В рюмочной на улице Правды было малолюдно. Точнее сказать, кроме ярко-рыжей буфетчицы с ужимками звезды провинциального любительского театра в ситцевом сарафанчике с вечно съезжающими и перевивающимися бретельками, ни единой живой души. Да ещё одной полуживой, принадлежащей человеку в замызганных "трениках" с парашютами пузырей на месте "линии колен" и стёганой телогрейке на голое с перламутровыми татуировками на тему "из жизни вождей" тело. Гражданин явно не помнил себя, поскольку выпил не меньше полутора литров портвешка "три топора", о чём не замедлила сообщить огнегривая халда, едва Митрич переступил порог заведения.
Так вот, едва порочный Митрич переступил порог, как опрокинулся за порог...
В чайном домике на улице председателя Мао было малолюдно. Кроме ярко-рыжего тайского трансвестита - с ужимками русской буфетчицы из посёлка лесозаготовителей - за стойкой, да семи десятков сборщиков гаоляна, ни единой живой души. И ещё одной - полуживой, принадлежащей лисице-оборотню Хули'-цзи'н в замызганной в курином навозе шкуре с перламутровыми пластиковыми молниями-застёжками. Госпожа явно была не в себе, поскольку выпила не меньше шэна крепчайшего тридцатипятиградусного байцзю, о чём не замедлил сообщить бармен, едва Куз Мич Бао переступил порог заведения.
Старина Бао вступил в партийную дискуссию с передовой дюжиной сборщиков гаоляна после чего принялся играть с ними в межконфессиональный маджонг на карточках из слоновой кости.

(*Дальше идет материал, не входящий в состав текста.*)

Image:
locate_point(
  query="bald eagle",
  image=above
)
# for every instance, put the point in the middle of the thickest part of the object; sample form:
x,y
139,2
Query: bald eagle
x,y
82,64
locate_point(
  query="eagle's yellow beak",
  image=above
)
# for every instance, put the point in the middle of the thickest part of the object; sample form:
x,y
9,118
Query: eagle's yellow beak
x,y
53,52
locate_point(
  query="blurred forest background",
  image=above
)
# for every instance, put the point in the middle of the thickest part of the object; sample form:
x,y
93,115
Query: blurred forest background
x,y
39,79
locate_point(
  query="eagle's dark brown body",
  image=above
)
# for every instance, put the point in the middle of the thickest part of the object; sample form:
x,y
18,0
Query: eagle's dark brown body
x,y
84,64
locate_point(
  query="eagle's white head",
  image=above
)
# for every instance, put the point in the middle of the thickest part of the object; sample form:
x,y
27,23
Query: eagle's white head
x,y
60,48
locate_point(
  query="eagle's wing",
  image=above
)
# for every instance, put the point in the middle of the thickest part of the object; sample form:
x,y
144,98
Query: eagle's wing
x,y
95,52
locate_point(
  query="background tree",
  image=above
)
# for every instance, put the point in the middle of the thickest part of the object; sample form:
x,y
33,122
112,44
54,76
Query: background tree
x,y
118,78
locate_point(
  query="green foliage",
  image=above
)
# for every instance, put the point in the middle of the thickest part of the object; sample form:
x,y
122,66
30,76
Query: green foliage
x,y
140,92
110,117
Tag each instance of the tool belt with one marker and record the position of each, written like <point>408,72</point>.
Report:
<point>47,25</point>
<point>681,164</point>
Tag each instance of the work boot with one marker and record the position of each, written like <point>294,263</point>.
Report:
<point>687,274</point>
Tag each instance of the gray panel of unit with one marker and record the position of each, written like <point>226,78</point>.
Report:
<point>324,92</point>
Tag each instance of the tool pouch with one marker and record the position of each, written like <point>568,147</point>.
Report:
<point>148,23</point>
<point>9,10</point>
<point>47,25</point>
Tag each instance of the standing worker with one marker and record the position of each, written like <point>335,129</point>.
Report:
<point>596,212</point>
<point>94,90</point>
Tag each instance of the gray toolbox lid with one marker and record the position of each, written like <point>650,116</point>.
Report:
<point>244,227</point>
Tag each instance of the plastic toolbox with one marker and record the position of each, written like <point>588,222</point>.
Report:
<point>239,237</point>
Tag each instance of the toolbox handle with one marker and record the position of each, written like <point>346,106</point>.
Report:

Ему последовательно выпали такие комбинации:
РИМини - мини Рим,
гРИМаса - древнеримская маска,
гРИМёр - РИМ мёртв,
зРИМый - мёрзлый РИМ,
кРИМинал - РИМ кремирован, финал,
На радостях товарищ Бао выпил два шэна жёлтой, как отмытая луна, водки маотай, после чего опрокинулся навзничь.
- Не можешь пить, не мучай дао! - съязвила лисица-оборотень и громко икнула в сторону гигантского бонсая, завезённого заблудившимся сёгуном в страну утомлённого риса.
*
В распивочной таре философа Диогена Киника из Синопа было необычайно людно. Бочка едва выдерживала наплыв не вместившихся внутрь гостей. Все как один - демосфены в области покиздеть. Все ждали, когда хозяин таверны-капелеи расскажет очередной миф о падении нравов в будущем - у потомков великих эллинов.
Диоген не успел открыть рот, как в заведение ввалился титан Прометей, страдающий огнедышащей жаждой после вчерашнего застолья с орлами. "Какая же печень выдержит такое!" - подумал Киник, а вслух воскликнул:
- Эй, гарсон, амфору с джинном гостю! И апельсиновую рощу на закуску!
Гостям сделалось не до футуристических чтений. Поддержать титана вызвались все присутствующие. В этот раз опрокинулась Эллада целиком. После чего на Олимпе решили прекратить финансирование сомнительных экспериментов, проводимых философствующими, но сильно пьющими, пропагандистами трезвого образа жизни.